ママのためのぷち心理学
「今日は寒いから、このお洋服を着ようね」
「うん!」
こんなふうに素直にママの言うことを聞いてくれた子どもたちも、イヤイヤ期に入ると、なかなかそうはいきません。
「イヤ、こっちのお洋服がいい!」
「でも、それじゃ寒いから…」
「寒くない! これ着るの!」
このように、何でも反対するようになり、ママを困らせます。でもこれは、自我が芽生えてきた証拠。ある意味、歓迎すべき成長の現れなのですが…。
反抗期の子どもに限らず、何かをしようとするとき、私たちは、選択肢の中から自分で自由に選びたいと考えます。「これでなければだめだ」と言われると、反発を感じたり、急にやる気をなくしてしまうことがあります。心理学者のツッカーマンたちは、このことを実験的に明らかにしました。彼らは幼稚園児の一方のグループには、8色のマーカーを見せて、「どれでも好きな色を使って絵を描いていいよ」と言いました。もう一方のグループには、32色のマーカーを見せて、その中から実験者が選んだ8色だけを使って絵を描くように言いました。すると、8色の中から自由に選ぶことができた子どもたちに比べて、32色のマーカーを見せられた上で8色に制限されたグループの子どもたちは、お絵描きを短い時間で切り上げてしまいました。つまり、お絵描きへの意欲が低下していたのです。

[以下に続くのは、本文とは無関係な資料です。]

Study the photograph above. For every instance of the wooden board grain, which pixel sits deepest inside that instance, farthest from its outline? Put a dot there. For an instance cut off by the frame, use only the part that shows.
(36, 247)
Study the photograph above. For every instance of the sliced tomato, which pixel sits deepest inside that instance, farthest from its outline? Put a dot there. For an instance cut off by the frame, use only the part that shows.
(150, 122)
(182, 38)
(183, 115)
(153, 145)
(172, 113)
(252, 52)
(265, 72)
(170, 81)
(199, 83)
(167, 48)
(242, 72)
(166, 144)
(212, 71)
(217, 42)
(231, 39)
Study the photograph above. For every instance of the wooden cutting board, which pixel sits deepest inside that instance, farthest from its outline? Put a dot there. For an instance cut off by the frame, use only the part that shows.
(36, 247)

多くの選択肢(32色)があるのに、そのうちのごく一部(8色)だけを許可されるということが、自分で自由に選ばせてもらえなかったと感じさせ、子どもたちのお絵描きへの意欲を低めてしまったようです。
結局は同じ8 色であっても、自分で選べなかったという不満が、意欲低下をもたらします。逆に言えば、「自分で自由に選べた」という満足感が、子どもたちのやる気につながります。
冒頭の例に戻ると、最初から「これを着なさい」と制限するよりも、暖かそうな服を3着くらい並べて見せて、「好きなお洋服を着ていいよ。さあ、どれにする?」と持ちかけた方が、子どもたちは機嫌よく暖かい服を着てくれるでしょう。要は、子どもたちにとって「自分で自由に選べた」という満足感を味わえるよう工夫することが大切です。